Still can't get enough of that boy. Last night, after dinner at Alistair's, we were alone in the living room talking and laughing. He said to me that he told his father that he'd marry me in the blink of an eye. I have said something similar to my mother. Such an odd relationship we have. Entirely Platonic, and naturally so from both sides. Yet I love him so much, and when he is away, at work, or a party, or an event, I miss him like crazy.
I am very happy though, because we have this thing where we help each other find a boyfriend/girlfriend, and after I introduced him to Mistress Max, sparks seem to be flying a little.
As Courtney and I say to each other, "Cop that shit."
There is only so long a woman like me can endure the situation I have been existing in. Being made to feel second best, unimportant, and having to regularly make the short journey home in tears is bad enough. But I have been being lied to. I have always known this, deep down, because whilst others may lie, my gut never does. The night we realised that there was a certain "thing" between us was the night that Alistair told me I could always trust him, and that it was important to him that I did. I do love him, but he has betrayed my trust, saying things to me which conflict with what he has said to the ex. And in fact, let us give the ex an actual name, because whilst I stand by the criticisms I make of her, she is actually a very fragile, damaged person. Moreover, blame cannot be heaped at her door, especially where I am concerned. We shall call her Claudia.
I will continue to see Alistair, but I do not know what happens now. I cannot exist in a relationship without trust. I believe that people deserve second chances, but I would also like to believe that when given such a chance, a person would actually start being honest, rather than more careful in hiding their lies. And how does one tell? Perhaps the gut.

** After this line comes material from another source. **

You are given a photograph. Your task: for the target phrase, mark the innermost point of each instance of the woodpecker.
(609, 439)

In any case, apart from trust, I want as much love and tenderness as I give. I want somebody who can think of nothing better than waking up next to me every morning. I want to feel beautiful and special. I want passion. And actually, as much as I am up for a bit of fun with boys, I want longevity. I want a future with someone, the right someone.
I do love Alistair. The damage he has done upsets me more than the acts which caused it.
I have been exchanging the most gorgeous emails with the most gorgeous writer. No, I am not going to tell you all the details. But he does make me swoon, and he does have long black hair.
And yes, I may or may not have tumbled around with an exquisitely beautiful goth boy the other night. And one about to do a PhD in philosophy no less. (I studied philosophy too.)
The Blast from the Past:
Long hair, martial arts, knives, brooding demeanor. Dominant. Fantastic cook. A wonderfully twisted approach to play.
I shall leave you wondering.
I shall leave you with these cliffhangers.